Great Recession or Great Contraction?


Kenneth Rogoff claims in Project Syndicate that governments pursue the wrong policy recipe in trying to revive economic growth by fiscal policy or massive bailouts, which usually terminate recessions within a year, returning the economy to its long-run trend.

The current problem “is that the global economy is badly overleveraged, and there is no quick escape without a scheme to transfer wealth from creditors to debtors, either through defaults, financial repression, or inflation.” It is a typical deep financial crisis, not a typical deep recession. In the former, it typically takes an economy more than four years just to reach the same per capita income level that it had attained at its pre-crisis peak.

“Many commentators have argued that fiscal stimulus has largely failed not because it was misguided, but because it was not large enough to fight a “Great Recession”. But, in a “Great Contraction,” problem number one is too much debt. If governments that retained strong credit ratings are to spend scarce resources effectively, the most effective approach is to catalyze debt workouts and reductions. (…) the only practical way to shorten  the coming period of painful deleveraging and slow growth would be a sustained burst of moderate inflation, say, 4-6 % for several years.”

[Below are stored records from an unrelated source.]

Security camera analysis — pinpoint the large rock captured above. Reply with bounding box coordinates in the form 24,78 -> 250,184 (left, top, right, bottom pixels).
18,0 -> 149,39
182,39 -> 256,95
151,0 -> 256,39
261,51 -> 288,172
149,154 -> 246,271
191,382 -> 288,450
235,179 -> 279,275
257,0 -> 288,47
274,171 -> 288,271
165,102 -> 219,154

My comment: I think Rogoff is completely right. But in the case of Southern European members of the euro zone the amount of cumulated debt and the deterioration of competitiveness are such that at least partial defaults and a return to flexible exchange rates are required. And anyway, an independent monetary and exchange rate policy would be necessary to increase inflation from 2% to the 4-6 % range, given the price trend and inflation aversion of Germany.